Je souhaite que l'Assemblée nationale, qui a fait un premier pas vers le Sénat, en fasse un second et accepte la rédaction du Sénat, qui est moins restrictive que la sienne.
Le port d'une arme constitue un attribut de la force publique, qui, nous en sommes persuadés, peut avoir, dans certains cas, un effet dissuasif.
Pour toutes ces raisons, les membres du groupe du Rassemblement pour la République voteront ce projet de loi tel qu'il ressort des travaux de notre Haute Assemblée.
M. le président. La parole est à M. Trucy.
M. François Trucy. Voilà quelques jours, un groupe d'habitants de la ville de Rennes a cru devoir manifester contre le maire en le mettant en cause parce qu'il n'avait pas « assuré la sécurité dans les rues ».
Un événement de ce genre s'ajoute à une kyrielle d'incidents qui font que les maires se trouvent mis en cause à tout propos, et plus particulièrement au titre de la sécurité.
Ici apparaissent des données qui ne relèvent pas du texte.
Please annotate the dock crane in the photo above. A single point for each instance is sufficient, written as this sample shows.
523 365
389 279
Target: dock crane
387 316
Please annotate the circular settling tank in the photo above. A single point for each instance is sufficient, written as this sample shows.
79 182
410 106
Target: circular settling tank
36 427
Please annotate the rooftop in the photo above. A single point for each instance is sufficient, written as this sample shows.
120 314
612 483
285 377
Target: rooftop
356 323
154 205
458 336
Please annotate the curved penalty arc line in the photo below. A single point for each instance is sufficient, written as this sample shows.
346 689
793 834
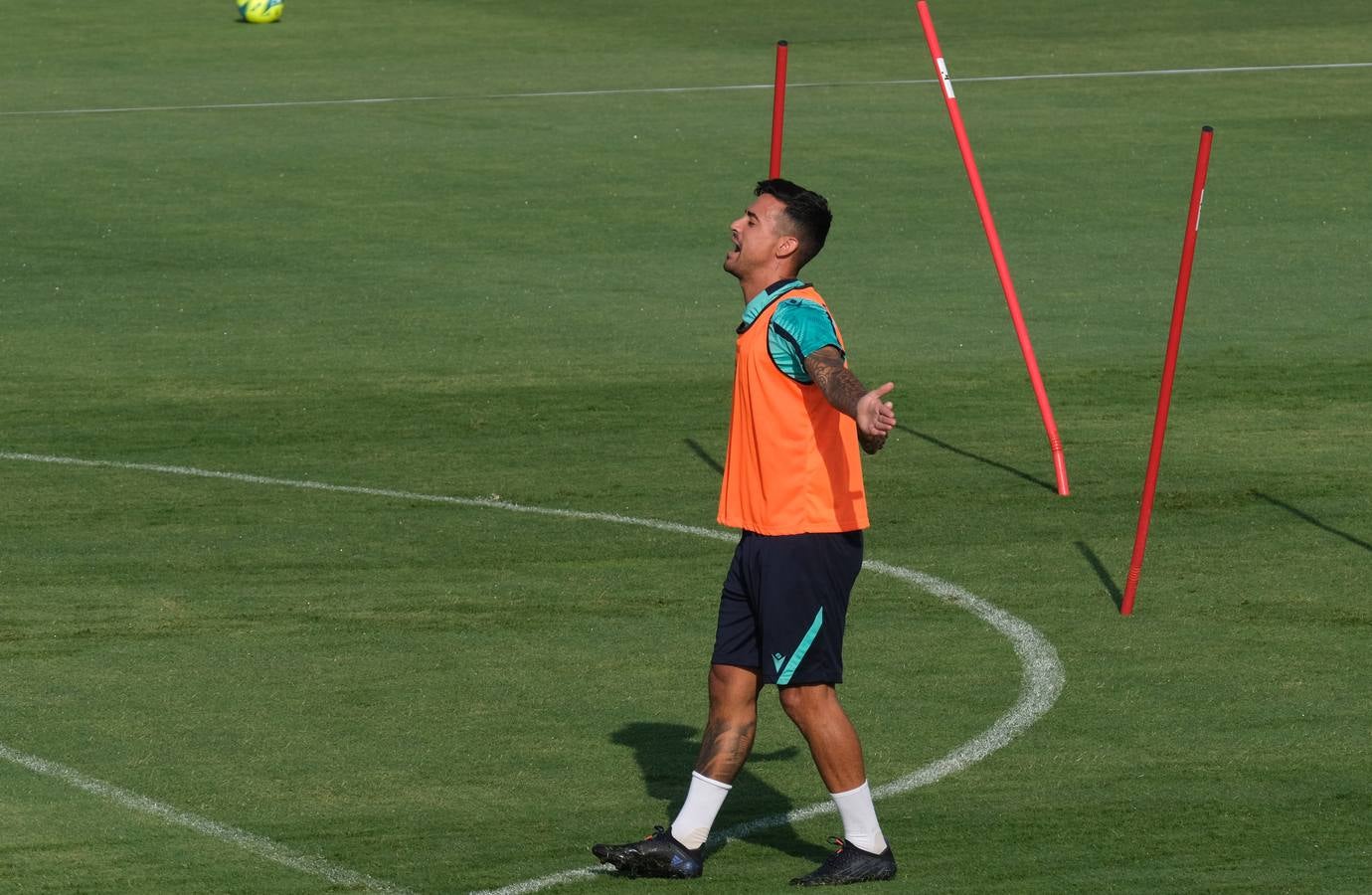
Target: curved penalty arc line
1040 684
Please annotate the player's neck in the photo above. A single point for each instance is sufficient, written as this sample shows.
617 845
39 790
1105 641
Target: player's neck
757 281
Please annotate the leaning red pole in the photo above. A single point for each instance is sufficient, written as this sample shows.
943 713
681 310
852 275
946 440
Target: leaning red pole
1169 368
1060 465
778 108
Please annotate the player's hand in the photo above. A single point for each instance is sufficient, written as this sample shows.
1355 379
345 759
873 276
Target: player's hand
876 418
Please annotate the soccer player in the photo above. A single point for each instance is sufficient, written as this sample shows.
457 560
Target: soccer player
793 484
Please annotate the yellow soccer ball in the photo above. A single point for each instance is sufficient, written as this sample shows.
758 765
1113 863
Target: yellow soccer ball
260 11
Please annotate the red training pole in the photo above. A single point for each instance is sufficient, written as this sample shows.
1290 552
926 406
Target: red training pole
1169 368
1060 465
778 108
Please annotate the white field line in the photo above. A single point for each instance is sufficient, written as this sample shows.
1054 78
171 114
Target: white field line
715 89
253 843
1040 684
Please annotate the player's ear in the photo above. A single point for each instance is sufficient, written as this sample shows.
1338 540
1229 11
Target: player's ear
786 246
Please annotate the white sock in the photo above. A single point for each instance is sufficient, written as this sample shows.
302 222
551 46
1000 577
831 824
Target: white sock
859 815
703 802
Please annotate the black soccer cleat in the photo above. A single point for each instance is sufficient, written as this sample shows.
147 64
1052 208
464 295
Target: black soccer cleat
849 865
656 855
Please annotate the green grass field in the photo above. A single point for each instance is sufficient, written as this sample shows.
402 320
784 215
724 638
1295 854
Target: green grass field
494 288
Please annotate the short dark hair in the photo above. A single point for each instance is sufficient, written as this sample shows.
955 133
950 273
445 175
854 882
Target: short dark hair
807 212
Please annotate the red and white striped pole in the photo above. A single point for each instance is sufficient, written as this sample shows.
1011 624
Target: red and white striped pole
778 108
1060 465
1169 368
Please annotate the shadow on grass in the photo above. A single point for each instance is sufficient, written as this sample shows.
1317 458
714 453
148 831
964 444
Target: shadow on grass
1102 573
665 754
939 443
704 454
1314 522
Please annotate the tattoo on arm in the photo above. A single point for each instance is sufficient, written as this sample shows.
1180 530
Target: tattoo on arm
843 390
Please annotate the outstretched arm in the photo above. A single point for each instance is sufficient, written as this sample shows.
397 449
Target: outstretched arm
874 418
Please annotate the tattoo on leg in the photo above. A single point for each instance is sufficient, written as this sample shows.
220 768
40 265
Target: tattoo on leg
723 748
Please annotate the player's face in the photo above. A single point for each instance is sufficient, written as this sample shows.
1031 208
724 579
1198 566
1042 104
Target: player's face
755 237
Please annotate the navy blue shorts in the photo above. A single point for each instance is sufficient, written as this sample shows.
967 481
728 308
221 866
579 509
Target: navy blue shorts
785 603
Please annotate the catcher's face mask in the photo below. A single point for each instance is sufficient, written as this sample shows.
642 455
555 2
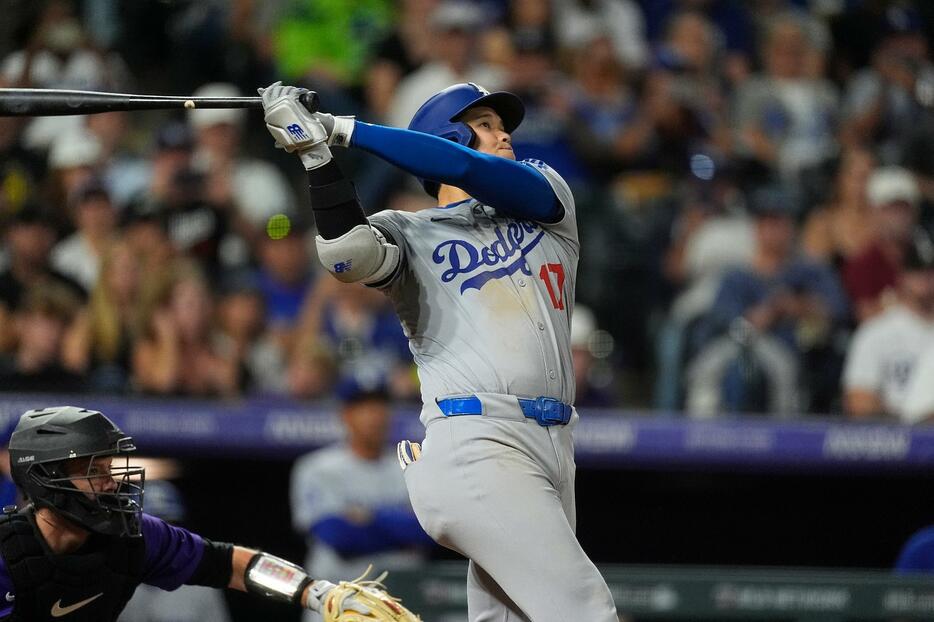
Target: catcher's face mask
102 493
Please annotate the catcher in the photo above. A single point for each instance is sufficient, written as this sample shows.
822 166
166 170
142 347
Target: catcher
82 544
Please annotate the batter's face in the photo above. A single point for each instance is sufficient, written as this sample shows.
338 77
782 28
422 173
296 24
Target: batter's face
492 138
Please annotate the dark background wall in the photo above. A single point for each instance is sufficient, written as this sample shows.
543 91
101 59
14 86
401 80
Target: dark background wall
718 517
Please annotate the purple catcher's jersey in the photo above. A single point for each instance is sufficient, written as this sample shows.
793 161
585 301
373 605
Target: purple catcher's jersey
172 555
486 299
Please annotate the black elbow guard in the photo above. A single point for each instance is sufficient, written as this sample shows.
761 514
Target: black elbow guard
215 567
334 202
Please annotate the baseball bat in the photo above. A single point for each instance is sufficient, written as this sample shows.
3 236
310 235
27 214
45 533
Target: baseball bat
55 102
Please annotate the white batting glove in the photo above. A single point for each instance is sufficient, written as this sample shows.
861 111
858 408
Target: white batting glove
295 129
318 594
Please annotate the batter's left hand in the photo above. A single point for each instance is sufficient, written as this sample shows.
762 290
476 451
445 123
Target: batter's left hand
295 129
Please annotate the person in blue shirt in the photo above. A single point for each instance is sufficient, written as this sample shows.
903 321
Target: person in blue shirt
349 499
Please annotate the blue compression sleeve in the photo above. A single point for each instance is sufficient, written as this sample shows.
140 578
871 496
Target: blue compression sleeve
510 187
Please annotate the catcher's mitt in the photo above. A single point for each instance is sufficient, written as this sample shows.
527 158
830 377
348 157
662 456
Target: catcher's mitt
342 603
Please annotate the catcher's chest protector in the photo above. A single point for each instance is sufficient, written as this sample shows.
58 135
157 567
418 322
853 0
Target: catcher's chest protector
85 587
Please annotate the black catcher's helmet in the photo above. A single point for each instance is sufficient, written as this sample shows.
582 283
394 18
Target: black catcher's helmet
45 440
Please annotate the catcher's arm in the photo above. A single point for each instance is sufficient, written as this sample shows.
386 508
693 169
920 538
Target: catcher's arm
277 579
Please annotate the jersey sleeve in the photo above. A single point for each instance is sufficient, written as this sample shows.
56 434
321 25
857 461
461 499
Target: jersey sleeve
172 553
567 226
393 225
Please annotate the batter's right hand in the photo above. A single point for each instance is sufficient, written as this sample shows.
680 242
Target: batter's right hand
408 452
295 129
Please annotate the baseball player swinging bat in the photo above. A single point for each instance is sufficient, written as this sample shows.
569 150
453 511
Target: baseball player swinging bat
484 286
57 102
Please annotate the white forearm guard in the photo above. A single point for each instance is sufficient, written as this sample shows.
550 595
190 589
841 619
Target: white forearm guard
362 255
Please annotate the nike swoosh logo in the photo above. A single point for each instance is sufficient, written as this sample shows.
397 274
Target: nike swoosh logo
59 611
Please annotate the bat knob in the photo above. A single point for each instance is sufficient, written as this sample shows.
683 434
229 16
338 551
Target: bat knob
309 100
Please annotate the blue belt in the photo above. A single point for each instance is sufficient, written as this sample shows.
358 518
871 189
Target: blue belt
545 410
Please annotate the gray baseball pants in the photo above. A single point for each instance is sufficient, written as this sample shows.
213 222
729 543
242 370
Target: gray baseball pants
499 489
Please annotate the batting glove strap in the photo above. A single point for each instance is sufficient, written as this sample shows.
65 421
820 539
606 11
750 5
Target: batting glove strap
342 132
275 578
317 593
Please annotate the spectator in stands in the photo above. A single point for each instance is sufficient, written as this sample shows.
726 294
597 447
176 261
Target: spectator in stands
99 344
74 158
172 154
284 275
885 350
918 405
870 275
842 228
29 239
455 26
40 323
601 103
764 321
621 20
785 118
242 335
360 332
327 43
733 21
889 101
58 54
20 169
249 190
189 603
125 172
546 131
175 354
400 53
94 218
711 236
349 500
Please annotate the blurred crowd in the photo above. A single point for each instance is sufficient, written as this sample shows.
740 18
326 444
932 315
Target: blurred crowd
754 179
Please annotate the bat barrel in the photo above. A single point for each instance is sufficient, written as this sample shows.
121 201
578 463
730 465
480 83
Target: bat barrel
50 102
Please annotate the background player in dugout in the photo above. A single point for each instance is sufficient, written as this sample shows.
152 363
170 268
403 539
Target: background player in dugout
484 287
349 498
82 546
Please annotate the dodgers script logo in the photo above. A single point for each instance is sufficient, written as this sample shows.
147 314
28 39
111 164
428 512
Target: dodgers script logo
510 248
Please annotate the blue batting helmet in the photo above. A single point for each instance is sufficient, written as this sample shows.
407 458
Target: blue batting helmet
439 115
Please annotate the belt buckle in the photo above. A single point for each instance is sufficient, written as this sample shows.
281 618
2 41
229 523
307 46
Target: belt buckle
549 411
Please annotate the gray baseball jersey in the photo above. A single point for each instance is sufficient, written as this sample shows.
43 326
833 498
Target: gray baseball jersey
486 302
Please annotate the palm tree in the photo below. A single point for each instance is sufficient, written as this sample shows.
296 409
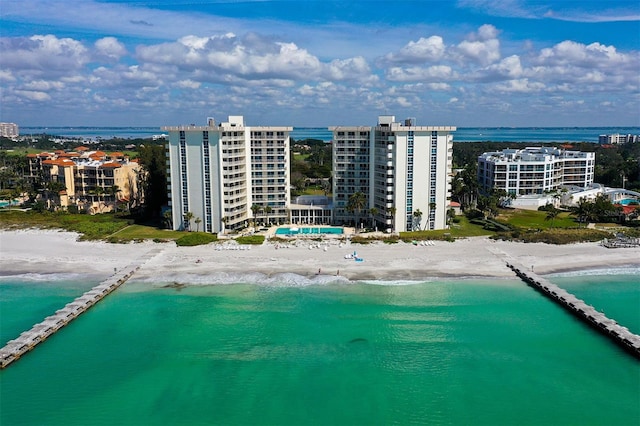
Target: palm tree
373 212
99 192
451 214
113 191
417 218
552 213
268 210
187 217
583 211
392 212
53 190
356 203
255 209
168 218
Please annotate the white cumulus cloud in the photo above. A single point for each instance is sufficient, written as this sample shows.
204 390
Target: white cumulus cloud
110 47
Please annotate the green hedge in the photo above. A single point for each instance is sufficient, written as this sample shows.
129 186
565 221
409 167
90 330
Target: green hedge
196 239
557 236
251 239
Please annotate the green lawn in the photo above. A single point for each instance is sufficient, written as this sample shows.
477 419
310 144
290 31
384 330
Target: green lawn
97 227
144 232
533 219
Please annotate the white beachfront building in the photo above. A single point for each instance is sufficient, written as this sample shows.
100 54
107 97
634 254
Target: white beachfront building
534 171
400 168
218 172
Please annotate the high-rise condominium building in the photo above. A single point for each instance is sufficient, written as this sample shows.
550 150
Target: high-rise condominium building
400 171
535 170
9 130
226 174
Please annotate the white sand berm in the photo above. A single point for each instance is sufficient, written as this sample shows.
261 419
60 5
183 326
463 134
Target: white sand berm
46 251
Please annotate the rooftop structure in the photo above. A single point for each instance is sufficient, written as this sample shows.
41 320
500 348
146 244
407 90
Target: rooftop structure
535 170
617 139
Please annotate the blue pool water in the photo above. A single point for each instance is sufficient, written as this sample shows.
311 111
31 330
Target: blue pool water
5 203
310 230
627 201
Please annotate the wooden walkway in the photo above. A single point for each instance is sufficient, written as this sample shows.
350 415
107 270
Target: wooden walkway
586 313
16 348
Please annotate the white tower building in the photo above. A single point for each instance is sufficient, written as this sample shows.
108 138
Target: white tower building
217 173
402 169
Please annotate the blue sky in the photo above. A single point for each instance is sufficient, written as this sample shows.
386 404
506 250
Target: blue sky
320 63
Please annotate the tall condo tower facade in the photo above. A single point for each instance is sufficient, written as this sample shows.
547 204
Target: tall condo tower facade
226 174
402 171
Voilà qui devrait tous nous interpeller dans cette enceinte !
Au moment où l'insécurité, les violences urbaines et la délinquance, en général, constituent malheureusement l'actualité quotidienne, la discussion de ce projet de loi paraît d'autant plus pertinente et opportune.
Tout le monde reconnaît que la police municipale, police de proximité, a un rôle à jouer en la matière. Celle-ci a déjà fait la preuve de son utilité et de son efficacité, même si, dans certaines communes, elle est rudimentaire.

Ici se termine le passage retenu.